Authentic Brands Group przejmuje Reeboka od Adidasa i wprowadza nowe porządki, przeprowadzając koncentrację rozlokowanych na całym świecie podmiotów. Wszystkiemu bacznie przygląda się Urząd Ochrony Konkurencji i Konsumentów.
Nowy właściciel Reeboka liczy na wzmocnienie swojej głównej marki – amerykańskiej sieci odzieżowej Forever 21. Przypomnijmy: jej właściciele we wrześniu 2019 r. złożyli do sądu wniosek o upadłość. Głównym powodem był rozwój e-commerce i wynikającego z tego powodu kłopoty finansowe dla stacjonarnego handlu. Wtedy pomocną rękę Forever 21 podali inwestorzy z Authentic Brands Group. Teraz przyszedł czas na ratowanie też Reeboka.
Pierwszym krokiem jest koncentracja takich spółek jak: Reebok International Limited z Londynu, Reebok International Ltd. z Bostonu i Reebok Marketing GmbH w niemieckich Herzogenaurach. Temu, a także aktywom, zobowiązaniom i umowom związanym z marką Reebok, bacznie przygląda się UOKiK.
Zakup Reeboka od Adidasa jest dla Authentic Brands Group największy transakcją w historii funkcjonowania firmy. Wcześniej skupiona takie bankrutujące podmioty jak Barneys New York, czy Brooks Brothers. W ten sposób Adidas bardzo chętnie pozbył się kuli u nogi, nie bacząc nawet na zdecydowanie mniejszą od zakupu cenę. Ostatecznie Authentic Brands Group kupiło Reeboka za 2,5 mld dol.
Adidas miał dać Reebokowi skrzydła. I nie dał
W 2005 r. Reeboka kupił jego odwieczny konkurent – Adidas. Za 3,8 mld dol. Ten kontrakt miał pomóc realnie walczyć z Nike na rynku amerykańskim. Mimo kolejnych kłopotów rynkowych Reebok jakoś sobie radził. Globalna sprzedaż spółki w latach 2000-2004 wzrosła o prawie 1 mld dol., osiągając wartość 3,79 mld dol., w tym sprzedaż w USA wyniosła około 1,1 miliarda dolarów.
Wejście Adidasa miała tylko te wyniki poprawić. Ale nic takiego się nie stało. Nadzieje miał dawać m.in. sprzedażowy hit – buty tonizujące EasyTone, które miały kształtować plecy użytkownika poprzez sam chód. Owszem, produkt okazał się dobrym pomysłem, ale na długo Reebokowi nie pomógł. Firma dalej plasowała się za Nike, Adidasem i Pumą.
W kolejnych latach dochodziły następne problemy. M.in. skończyła się umowa licencyjna Reeboka z National Football League. W 2011 r. z kolei Federalna Komisja Handlu USA nakazała Reebokowi zwrócić klientom 25 mln dol. za „zwodniczą reklamę”. W 2019 r. udało się Reebokowi odzyskać rentowność, co wiązało się przede wszystkim z cięciem wydatków (m.in. przez zamknięcie nierentownych sklepów). Ale później znowu pandemia pokrzyżowała dalsze biznesowe plany.

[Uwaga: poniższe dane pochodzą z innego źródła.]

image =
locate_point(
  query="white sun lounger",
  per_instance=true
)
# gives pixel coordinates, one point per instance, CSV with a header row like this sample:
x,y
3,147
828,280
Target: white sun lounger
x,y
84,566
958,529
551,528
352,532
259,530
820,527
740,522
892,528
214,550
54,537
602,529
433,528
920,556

W ciągu zaledwie 9 ostatnich miesięcy sprzedaż Reeboka spadła o aż 22 proc. Koniec końców w Adidasie stracili cierpliwość.
Fitness zostawił Nike daleko w tyle
Chociaż firmę założyli w Anglii w 1958 r. Joe i Jeff Fosterowie to na amerykańskim rynku wszystko tak po prawdzie zaczęło się w 1982 r. Wtedy światło dziennie zobaczyły buty Freestyle firmy Reebok – zaprojektowane specjalnie dla kobiet pierwsze buty do fitnessu. Do ćwiczeń wkładała je aktorka Jane Fonda. Z kolei Cybill Shepherd założyła parę Freestyle od Reeboka na czerwony dywan podczas rozdania nagród Emmy w 1985 r. Efekt? W 1987 r. doszło do detronizacji Nike i początków panowania Reeboka w USA. Do 1988 r. firma mogła pochwalić się roczną sprzedażą na poziomie 1,8 mld dol. W tamtym czasie sprzedaż Nike byłą na poziomie 1,2 mld dol.
Potem było już tylko gorzej. Ratowano się na różne sposoby. Podpisywano umowy sponsorskie s takimi sławami koszykarskimi jak Shaquille O'Neal i Allen Iverson. Później był też kontrakt z National Football League i umowy z z raperami Jay-Z i 50 Cent. Ale na nic się to zdało, tej marketingowej aktywności w ogóle nie było widać na rynku masowym.